Pars, le vent se lève nous plonge dans une quête qui est aussi enquête sur les pas de Jeong-hee, une jeune femme qui veut comprendre pourquoi son amie d’enfance, artiste exigeante et recluse, s’est suicidée. Ou plutôt qui se serait suicidée. Jeong-hee ne croit en effet pas au suicide de Seo In-ju. Replongeant dans leur enfance commune, elle remonte le fil de leurs vies chaotiques, où se sont enchaînées les brisures et les blessures, poursuivant de sa volonté de comprendre et de démentir les autres acteurs et témoins de la vie d’In-ju.
Enquête sur une mort suspecte et si peu annoncée, le récit est surtout une quête de la mémoire et de la lumière, de la vérité qui peut se déposer dans les œuvres d’art et dans le travail d’un artiste, des mensonges et des travestissements du marché de l’art et des convenances sociales. Page après page, par touches successives et infiniment variées, suivant les chemins hésitants et décisifs de l’encre et de l’eau sur le hanji (un papier à base de fibre de mûrier), un monde prend forme, avec ses ombres et ses lumières, ses tensions et ses espaces de paix, avec ses violences et ses tendresses. Récit classique, poésie, aphorismes, dialogues tronqués et orphelins composent petit à petit une œuvre qui ne ressemble pas beaucoup à ce que nous avons l’habitude de lire, sans paraître pour autant d’une étrangeté radicale, qui nous séduirait par sidération ou par surprise. La précision de l’écriture ne cesse d’ouvrir à d’autres visions et compréhensions du monde. Ecriture spécifiquement féminine et/ou coréenne ? Nous laisserons les spécialistes en littérature orientale ou comparée disserter sur cela. Pour nous, simple lecteur, nous sommes touché par cette relative étrangeté qui installe un climat et un rythme qui ouvrent des portes par lesquelles nous passons volontiers et qui nous révèlent des paysages qui éclairent notre propre monde, tout aussi humain, désespérément et heureusement humain. Un monde qu’il faut savoir voir et entendre au delà des apparences, comme la mère d’In-ju qui pouvait écouter sans cesse la deuxième symphonie de Gustav Mahler (Résurrection) et savait entendre la vérité du chant final (Urlicht) dans la musique, en lire en négatif le sens et la signification.

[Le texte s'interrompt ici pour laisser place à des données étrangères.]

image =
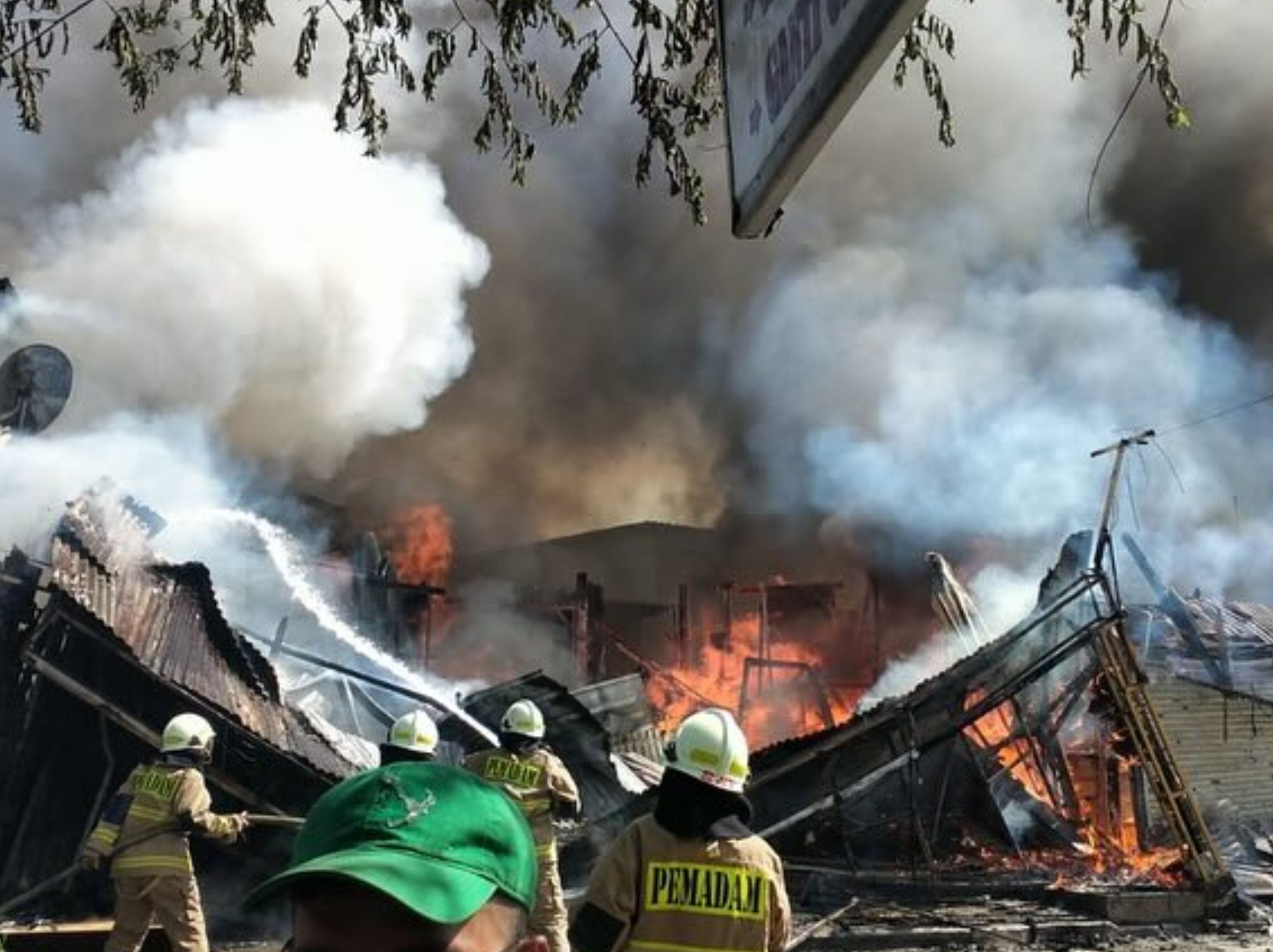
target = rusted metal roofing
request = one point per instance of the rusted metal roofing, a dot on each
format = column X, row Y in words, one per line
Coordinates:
column 168, row 619
column 1225, row 644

Un récit qui dit sans insister, sans ajouter à ce qui est déjà et n’a pas besoin d’être rabâché, qui cherche à nous révéler le cœur des choses et des êtres, partagés entre forces de vie et vertiges de disparition. Une plume – ou un pinceau – dont la découverte pourra être un vrai enrichissement pour celles et ceux qui se laisseront tenter par l’expérience.
Signalons qu’en parallèle à cette édition, Le serpent à plumes faisait paraître un autre roman de Han Kang, La Végétarienne (채식주의자, 2007).